Configuring break rules

You can configure a break rules dictionary to specify how Content Analytics Studio tokenizes text in documents.

About this task

Break rules determine how Content Analytics Studio splits documents into paragraphs, sentences, and tokens during lexical analysis of the document. A token is a basic unit of text, such as a word, punctuation symbol, number, or a string of symbols. For example, break rules can indicate whether to treat each line of text as a new paragraph.

Most of the rules for splitting a document into components are standard and usually do not need to be configured. However, you might want to configure some rules depending on the document structure and your preferences.

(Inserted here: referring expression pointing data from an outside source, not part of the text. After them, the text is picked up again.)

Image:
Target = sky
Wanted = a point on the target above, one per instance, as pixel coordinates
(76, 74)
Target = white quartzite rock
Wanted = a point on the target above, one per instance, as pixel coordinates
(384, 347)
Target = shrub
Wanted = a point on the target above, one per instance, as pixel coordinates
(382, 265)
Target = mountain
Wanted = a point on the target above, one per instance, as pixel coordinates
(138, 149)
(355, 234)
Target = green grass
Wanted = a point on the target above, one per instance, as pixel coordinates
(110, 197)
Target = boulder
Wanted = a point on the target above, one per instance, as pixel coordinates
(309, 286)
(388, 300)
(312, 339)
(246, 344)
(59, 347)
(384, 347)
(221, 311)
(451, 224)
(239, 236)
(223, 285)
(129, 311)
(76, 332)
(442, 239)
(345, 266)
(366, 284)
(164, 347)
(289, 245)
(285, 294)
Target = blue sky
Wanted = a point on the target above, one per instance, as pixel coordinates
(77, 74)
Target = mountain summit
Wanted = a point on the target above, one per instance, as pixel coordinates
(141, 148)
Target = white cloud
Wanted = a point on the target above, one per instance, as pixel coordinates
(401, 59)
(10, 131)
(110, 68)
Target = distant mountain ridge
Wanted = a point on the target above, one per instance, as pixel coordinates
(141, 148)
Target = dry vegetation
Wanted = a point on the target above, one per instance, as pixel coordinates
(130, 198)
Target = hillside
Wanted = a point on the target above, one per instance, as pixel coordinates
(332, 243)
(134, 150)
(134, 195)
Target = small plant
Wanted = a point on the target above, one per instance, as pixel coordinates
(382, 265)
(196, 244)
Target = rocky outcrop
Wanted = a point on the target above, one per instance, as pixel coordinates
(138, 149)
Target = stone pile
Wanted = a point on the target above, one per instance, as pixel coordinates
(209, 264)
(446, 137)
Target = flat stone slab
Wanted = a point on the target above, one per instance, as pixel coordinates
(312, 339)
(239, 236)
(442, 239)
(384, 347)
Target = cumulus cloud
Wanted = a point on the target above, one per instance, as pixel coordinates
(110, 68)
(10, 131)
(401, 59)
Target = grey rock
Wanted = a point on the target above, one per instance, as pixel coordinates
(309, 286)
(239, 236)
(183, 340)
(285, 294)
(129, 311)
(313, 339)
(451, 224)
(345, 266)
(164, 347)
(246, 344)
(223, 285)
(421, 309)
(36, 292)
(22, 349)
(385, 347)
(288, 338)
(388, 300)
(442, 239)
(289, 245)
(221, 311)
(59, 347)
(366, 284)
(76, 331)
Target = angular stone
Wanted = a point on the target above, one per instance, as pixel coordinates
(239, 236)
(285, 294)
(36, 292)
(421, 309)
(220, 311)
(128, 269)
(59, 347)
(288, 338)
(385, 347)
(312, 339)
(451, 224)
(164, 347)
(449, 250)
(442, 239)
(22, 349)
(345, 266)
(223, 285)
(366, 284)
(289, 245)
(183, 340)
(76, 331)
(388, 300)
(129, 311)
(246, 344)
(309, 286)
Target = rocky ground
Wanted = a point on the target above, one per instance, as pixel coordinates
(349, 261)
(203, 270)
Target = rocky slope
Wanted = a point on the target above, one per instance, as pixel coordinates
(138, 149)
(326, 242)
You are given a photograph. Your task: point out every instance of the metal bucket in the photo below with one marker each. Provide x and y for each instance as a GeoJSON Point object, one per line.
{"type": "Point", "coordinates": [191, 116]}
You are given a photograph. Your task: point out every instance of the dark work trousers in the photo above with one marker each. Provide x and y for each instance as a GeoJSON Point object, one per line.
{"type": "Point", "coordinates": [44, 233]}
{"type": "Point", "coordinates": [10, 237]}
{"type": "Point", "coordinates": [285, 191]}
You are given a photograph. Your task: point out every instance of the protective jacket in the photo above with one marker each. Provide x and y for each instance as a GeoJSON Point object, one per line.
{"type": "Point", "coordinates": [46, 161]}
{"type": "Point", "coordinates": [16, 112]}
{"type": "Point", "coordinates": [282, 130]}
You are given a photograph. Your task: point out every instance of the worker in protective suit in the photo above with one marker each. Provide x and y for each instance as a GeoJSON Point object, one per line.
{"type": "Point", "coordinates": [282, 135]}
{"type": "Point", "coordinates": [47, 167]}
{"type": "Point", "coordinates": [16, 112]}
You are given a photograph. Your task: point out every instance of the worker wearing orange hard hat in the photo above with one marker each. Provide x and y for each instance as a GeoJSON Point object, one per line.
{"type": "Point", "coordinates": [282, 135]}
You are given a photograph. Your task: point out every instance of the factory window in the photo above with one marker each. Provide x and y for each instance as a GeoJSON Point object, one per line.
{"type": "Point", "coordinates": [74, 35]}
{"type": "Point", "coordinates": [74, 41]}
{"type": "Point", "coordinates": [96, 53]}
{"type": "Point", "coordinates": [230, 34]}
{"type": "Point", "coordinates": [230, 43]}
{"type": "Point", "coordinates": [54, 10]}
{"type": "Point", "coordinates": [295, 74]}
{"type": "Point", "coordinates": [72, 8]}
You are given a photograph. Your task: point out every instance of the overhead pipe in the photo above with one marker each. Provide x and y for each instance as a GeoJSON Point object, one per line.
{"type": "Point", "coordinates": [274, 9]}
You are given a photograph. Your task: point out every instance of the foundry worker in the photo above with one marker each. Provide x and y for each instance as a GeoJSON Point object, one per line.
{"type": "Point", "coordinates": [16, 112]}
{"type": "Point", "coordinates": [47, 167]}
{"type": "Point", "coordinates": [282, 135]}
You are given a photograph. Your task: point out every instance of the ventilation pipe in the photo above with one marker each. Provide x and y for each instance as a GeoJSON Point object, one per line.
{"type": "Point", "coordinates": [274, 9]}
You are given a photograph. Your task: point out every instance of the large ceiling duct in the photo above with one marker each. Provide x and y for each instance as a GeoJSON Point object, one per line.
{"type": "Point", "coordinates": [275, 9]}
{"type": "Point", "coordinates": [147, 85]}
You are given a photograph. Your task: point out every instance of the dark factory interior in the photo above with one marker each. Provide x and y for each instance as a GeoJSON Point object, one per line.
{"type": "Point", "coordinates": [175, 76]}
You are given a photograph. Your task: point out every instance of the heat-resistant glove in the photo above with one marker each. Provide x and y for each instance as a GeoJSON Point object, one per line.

For example, Content Analytics Studio treats an alphanumeric sequence such as 2.5cm as a single token by default. But you might want to split the sequence into mulitple tokens such as 2.5 and cm. You might want to separate the numeric and alphabetic tokens so that the units can be identified with a dictionary or so that you can create a parsing rule or character rule to identify the numeric value.

The source data to create a break rules dictionary is stored in a BREAKRULES file. The break rules file is then built into a dictionary (DIC) file that can be used in the lexical analysis stage of a UIMA pipeline.

If you do not configure a custom break rules dictionary, Content Analytics Studio uses the default break rules.

Restriction: Custom break rules files are not supported for Japanese, Chinese, and Korean.

Procedure

To configure a break rules dictionary:

In the Studio Explorer view, right-click the Resources/Break Rules directory in your project and click New > Break Rules File.
After you set the configuration parameters and save the break rules file, build the break rules dictionary. Right-click the new break rule file and click Build Studio Resource.
Configure your UIMA pipeline to use the custom break rules dictionary. In the lexical analysis stage of the UIMA pipeline configuration file, specify your file in the Break Rules area.